The following is largely extracted from Markus Kuhn's web page, International Standard Paper Sizes,

Standard paper sizes like ISO A4 are today used by more than 90% of the people on this planet.

ISO 216 defines the A series of paper sizes as follows:

• The height divided by the width of all formats is the square root of two (1.4142).
• Format A0 has an area of one square meter.
• Format A1 is A0 cut into two equal pieces, i.e. A1 is as high as A0 is wide and A1 is half as wide as A0 is high.
• All smaller A series formats are defined in the same way by cutting the next larger format in the series parallel to its shorter side into two equal pieces.
• The standardized height and width of the paper formats is a rounded number of millimeters.

These features are portrayed in the following diagram:

The ISO standard paper size system covers a wide range of formats, but not all of them are widely used in practice.

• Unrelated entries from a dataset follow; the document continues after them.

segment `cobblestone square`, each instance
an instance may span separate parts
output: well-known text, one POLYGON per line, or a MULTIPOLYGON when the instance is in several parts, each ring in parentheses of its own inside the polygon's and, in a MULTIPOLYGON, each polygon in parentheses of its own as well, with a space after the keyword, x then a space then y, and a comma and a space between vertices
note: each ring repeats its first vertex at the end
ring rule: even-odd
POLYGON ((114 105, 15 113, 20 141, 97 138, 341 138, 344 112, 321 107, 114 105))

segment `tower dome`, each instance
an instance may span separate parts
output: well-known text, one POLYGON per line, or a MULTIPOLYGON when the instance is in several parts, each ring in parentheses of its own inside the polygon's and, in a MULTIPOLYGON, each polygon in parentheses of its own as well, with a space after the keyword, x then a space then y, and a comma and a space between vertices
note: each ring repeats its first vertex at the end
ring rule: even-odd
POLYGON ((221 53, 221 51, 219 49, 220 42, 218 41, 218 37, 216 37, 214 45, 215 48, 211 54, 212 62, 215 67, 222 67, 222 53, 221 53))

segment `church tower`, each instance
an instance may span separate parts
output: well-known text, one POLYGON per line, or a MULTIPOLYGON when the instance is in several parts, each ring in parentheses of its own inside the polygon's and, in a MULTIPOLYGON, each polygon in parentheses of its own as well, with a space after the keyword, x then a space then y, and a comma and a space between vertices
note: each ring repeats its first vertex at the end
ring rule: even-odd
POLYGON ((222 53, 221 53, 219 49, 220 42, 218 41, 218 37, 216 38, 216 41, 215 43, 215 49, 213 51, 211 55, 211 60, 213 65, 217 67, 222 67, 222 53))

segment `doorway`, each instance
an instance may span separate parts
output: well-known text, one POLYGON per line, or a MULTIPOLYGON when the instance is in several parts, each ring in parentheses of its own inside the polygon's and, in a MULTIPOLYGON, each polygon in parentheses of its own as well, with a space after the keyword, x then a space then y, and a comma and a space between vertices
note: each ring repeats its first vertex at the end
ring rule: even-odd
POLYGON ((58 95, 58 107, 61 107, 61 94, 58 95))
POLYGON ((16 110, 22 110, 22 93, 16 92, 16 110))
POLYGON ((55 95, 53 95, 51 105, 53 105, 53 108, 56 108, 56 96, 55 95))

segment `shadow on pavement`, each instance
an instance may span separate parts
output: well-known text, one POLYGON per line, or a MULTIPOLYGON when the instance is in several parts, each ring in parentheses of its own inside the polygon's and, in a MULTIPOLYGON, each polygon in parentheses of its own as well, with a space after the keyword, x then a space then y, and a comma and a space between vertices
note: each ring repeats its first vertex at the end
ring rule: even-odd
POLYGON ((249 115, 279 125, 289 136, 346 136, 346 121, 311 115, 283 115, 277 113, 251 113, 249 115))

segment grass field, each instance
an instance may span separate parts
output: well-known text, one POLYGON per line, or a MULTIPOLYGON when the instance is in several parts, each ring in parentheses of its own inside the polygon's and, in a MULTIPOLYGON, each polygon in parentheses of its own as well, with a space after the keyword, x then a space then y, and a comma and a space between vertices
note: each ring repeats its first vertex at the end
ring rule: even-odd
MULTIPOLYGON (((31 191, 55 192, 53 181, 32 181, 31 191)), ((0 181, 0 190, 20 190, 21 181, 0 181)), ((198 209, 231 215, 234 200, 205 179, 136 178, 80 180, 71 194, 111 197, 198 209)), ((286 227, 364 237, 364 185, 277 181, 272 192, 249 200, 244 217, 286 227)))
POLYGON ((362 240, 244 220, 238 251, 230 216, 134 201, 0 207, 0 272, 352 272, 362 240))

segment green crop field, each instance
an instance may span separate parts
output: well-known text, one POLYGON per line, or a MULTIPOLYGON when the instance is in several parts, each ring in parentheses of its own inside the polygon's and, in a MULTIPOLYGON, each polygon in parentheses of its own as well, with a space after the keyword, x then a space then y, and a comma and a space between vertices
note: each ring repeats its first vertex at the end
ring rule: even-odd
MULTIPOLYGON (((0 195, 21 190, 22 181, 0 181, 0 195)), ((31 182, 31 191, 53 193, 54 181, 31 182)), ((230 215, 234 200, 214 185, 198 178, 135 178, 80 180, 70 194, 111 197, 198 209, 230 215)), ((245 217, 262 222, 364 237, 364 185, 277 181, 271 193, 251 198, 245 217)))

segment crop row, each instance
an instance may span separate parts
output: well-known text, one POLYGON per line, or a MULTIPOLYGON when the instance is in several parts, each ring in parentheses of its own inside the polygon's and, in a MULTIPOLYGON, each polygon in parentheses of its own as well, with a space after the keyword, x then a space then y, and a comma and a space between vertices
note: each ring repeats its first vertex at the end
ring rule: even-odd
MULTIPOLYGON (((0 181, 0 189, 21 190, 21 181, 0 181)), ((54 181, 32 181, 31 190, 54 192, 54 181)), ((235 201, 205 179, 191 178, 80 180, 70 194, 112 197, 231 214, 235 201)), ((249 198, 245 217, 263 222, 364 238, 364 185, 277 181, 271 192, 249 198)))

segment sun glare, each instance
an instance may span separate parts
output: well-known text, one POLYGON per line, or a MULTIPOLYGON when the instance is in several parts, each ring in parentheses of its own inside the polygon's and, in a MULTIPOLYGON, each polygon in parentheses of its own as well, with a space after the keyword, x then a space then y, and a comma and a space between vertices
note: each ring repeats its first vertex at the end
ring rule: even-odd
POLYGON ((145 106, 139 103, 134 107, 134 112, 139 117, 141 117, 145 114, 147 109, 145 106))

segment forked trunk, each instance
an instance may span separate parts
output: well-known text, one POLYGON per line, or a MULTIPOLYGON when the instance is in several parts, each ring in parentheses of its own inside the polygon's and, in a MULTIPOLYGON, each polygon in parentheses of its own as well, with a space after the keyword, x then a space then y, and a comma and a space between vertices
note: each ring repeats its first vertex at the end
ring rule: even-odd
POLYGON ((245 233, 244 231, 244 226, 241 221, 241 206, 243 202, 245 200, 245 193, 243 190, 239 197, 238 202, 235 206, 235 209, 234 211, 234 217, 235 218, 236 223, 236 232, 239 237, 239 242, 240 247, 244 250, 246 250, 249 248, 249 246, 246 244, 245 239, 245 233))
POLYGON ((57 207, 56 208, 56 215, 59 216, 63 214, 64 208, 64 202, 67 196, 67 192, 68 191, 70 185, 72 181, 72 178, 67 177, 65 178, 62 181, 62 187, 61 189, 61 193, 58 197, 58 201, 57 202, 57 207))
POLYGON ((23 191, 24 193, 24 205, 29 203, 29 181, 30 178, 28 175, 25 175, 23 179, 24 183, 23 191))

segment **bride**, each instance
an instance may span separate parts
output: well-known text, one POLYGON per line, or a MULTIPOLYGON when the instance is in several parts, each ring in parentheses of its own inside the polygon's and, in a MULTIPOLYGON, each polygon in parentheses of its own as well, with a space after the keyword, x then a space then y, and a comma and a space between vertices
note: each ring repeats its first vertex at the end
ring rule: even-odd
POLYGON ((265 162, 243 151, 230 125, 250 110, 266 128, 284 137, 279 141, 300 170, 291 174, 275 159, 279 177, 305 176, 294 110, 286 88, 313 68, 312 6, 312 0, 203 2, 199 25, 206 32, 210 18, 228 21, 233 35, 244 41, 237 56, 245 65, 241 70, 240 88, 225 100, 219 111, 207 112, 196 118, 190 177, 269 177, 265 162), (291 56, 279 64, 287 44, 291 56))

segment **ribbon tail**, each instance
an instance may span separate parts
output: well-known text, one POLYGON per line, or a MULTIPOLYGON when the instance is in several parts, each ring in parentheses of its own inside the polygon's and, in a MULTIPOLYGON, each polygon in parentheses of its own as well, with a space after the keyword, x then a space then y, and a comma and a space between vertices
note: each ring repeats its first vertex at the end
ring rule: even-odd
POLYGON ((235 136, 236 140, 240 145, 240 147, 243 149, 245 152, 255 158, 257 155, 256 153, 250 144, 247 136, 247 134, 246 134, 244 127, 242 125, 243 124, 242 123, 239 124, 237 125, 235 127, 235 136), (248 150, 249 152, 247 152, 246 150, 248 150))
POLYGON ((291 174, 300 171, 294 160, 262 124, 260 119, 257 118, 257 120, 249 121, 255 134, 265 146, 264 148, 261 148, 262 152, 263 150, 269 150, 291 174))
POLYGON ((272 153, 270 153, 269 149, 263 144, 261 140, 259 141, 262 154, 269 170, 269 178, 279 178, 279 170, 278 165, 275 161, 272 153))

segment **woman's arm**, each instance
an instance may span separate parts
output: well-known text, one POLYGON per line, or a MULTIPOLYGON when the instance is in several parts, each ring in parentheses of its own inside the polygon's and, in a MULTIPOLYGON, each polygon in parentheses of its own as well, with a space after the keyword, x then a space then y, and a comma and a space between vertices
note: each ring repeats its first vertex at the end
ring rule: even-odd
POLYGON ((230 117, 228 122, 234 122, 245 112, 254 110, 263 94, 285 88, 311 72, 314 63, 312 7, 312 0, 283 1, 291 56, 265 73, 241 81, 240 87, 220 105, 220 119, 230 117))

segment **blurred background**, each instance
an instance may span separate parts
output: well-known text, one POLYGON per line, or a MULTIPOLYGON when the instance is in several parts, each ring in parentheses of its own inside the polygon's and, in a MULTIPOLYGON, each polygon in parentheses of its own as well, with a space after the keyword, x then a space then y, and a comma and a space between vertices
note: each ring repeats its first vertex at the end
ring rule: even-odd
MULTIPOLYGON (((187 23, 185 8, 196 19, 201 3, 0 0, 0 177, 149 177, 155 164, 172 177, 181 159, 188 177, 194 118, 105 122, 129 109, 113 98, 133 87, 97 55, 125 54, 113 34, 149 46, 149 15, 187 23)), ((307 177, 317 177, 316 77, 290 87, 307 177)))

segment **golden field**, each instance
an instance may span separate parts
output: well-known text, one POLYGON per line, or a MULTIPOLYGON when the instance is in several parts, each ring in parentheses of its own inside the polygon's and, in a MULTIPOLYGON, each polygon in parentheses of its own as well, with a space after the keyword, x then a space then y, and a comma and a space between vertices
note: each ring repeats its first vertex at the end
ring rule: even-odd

Among all formats, A4 is clearly the most important one for daily office use; it has a nominal area of 1/16 square meter and measures 297mm x 210mm.

Some main applications of the most popular formats can be summarized as:

• A0,A1 technical drawings, posters
• A2,A3 drawings, diagrams, large tables
• A4 letters, magazines, forms, catalogs, laser printer and copying machine output
• A6 postcards

History of the ISO paper formats

The practical and aesthetic advantages of the sqrt(2) aspect ratio for paper sizes were probably first noted by the physics professor Georg Christoph Lichtenberg (University of Göttingen, Germany, 1742-1799) in a letter that he wrote 1786-10-25 to Johann Beckmann. After introducing the meter measurement, the French government published 1794-11-03 the "Loi sur le timbre" (no. 2136), a law on the taxation of paper that defined several formats that correspond already exactly to the modern ISO paper sizes: "Grand registre" = ISO A2, "grand papier" = ISO B3, "moyen papier" = ISO A3, "petit papier" = ISO B4, "demi feuille" = ISO B5, "effets de commerce" = ISO 1/2 B5.

The French format series never became widely known and was quickly forgotten again. The A, B, and C series paper formats, which are based on the exact same design principles, were completely independently reinvented over a hundred years after the "Loi sur le timbre" in Germany by Dr. Walter Porstmann. They were adopted as the German standard DIN 476 in 1922 as a replacement for the vast variety of other paper formats that had been used before, in order to make paper stocking and document reproduction cheaper and more efficient.

The DIN paper formats were soon also introduced in many other countries. Porstmann's DIN paper format system finally became both an international standard (ISO 216) as well as the official United Nations document format in 1975 and it is today used in almost all countries on this planet. In 1977, a large German car manufacturer performed a study of the paper formats found in their incoming mail and concluded that out of 148 examined countries, 88 used already the A series formats then. [Source: Helbig/Hennig 1988]

The United States and Canada are today the only industrialized nations in which the ISO standard paper sizes are not yet widely used. However, practically all modern software, copying machines, and laser printers sold today in the U.S. support already A4 paper as a standard feature.

Universities in the U.S. increasingly use A4 size paper in laser printers and library copying machines, because most journals and conferences outside North America require papers to be submitted in A4 format and many journals and conference proceedings are printed in A4 format.